The Sixth Circuit will hear Green Party of Tennessee v Hargett, 13-5975, on August 7, at 9 a.m in Cincinnati. This is the case in which the Green Party and the Constitution Party challenged the 2.5% petition for a group to become a qualified party. The U.S. District Court had struck down that petition requirement last year. The legislature has refused to amend it and the legislature hopes the Sixth Circuit will reverse the 2013 decision of the U.S. District Court.

8 Responses

  1. Good news everyone, the Republican candidate for Attorney General Ron Gold has agreed to be in communication with the California Super-state Parliament’s Unity Coalition. We’ll be electing a new Coalition of Seven soon after August 5th when all the votes are counted.

    I have been speaking to many of the candidates (and former candidates) today and yesterday and there is a lot of support for the project. If you’re interested in participating, please try the voting system by locating the ballot online and follow the directions to elect the team on any geographical level from California to Earth:
    http://www.usparliament.org/votehere.php

    • Gene

      And yet again – another comment having absolutely nothing to do with the BAN posting! Such comments are an inconsiderate waste of the time of the other readers of BAN! James Ogle – you have your own fantasy parliament website on which you can post anything you wish for those who wish to view/read. Please cease cluttering up the online BAN with your advertisements which very, very frequently do not pertain to a BAN posting and most often only marginally related to ballot access.

      • Gene, the comment is relevant because the 9th USA Parliament is a unity of all; the 100%.

        We’re striving to end the lawsuits and conflict and a crucial element is communication.

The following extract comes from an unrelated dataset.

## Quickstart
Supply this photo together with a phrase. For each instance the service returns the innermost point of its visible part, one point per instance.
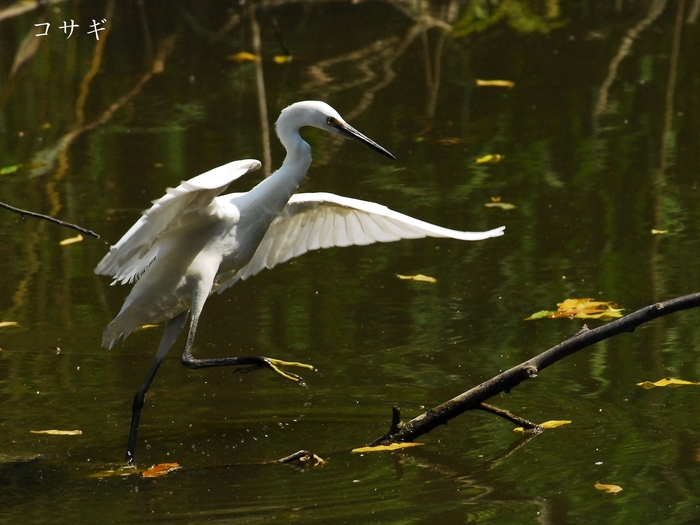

        We must promote the cool team players quickly in order to get the word out as fast as possible so that we can help people on state and national level ASAP.

        We are tightly connected to Tennessee and what happens in California can affect the entire USA since we’re based in California. California is leading the way as shown in my post.

  2. Demo Rep

    Separate is NOT equal. Brown v. Bd of Ed 1954

    Every election is NEW.

    Thus – EQUAL ballot access tests for ALL candidates for the same office in the same area.

    Much too difficult for the many MORON lawyers and judges in ballot access cases — starting with Williams v. Rhodes (1968)

    The brain dead stuff in New Age ballot access cases is a worse repeat of the brain dead stuff about some sort of alleged federal *common law*.

    See the Erie case in 1938 ruling that a mere 98 years of stuff was UN- constitutional.

    • Thank you, I looked into the Erie case in 1938:
      http://en.wikipedia.org/wiki/Erie_Railroad_Co._v._Tompkins

      A 2.5% threshold is an arbitrary number. If there are 40 members in the assembly, then under pure proportional representation (PR) the threshold would be 1/41th (or 2.4%) of the total votes TO BE ELECTED.

      So that total is equivalent to the number of votes to be elected, and is ridiculously high for ballot access.
      * * *

      Are you tired of fighting against unfair math in plurality single-winner elections? Try pure proportional representation!

      The 9th USA Parliament has been using it for 19 consecutive years and it works great!
      http://www.usparliament.org

  3. We have been waiting a long time for this. If you would like to learn why the ballot access restrictions are in place, I invite you to listen to the 1961 floor debate from the Tennessee legislature when these very restrictions being challenged in court were enacted into law. The audio on this video is from the Tennessee State Archives and Library http://www.youtube.com/watch?v=ZXernENvc3k

    • Daniel, if you could organize the transportation to make it easier for Tennessee activists to attend the hearing in Cincinnati, that would be very worthwhile. Judges are influenced by all sorts of things. If the 3 judges see the courtroom filled with 20 or so audience members, and it is obvious that they are there for this particular hearing, that can and will help.

  4. What was the reasoning the Judge used to strike down the 2.5% requirement? I would like to see how this case could be used to target Oklahoma’s 5% requirement.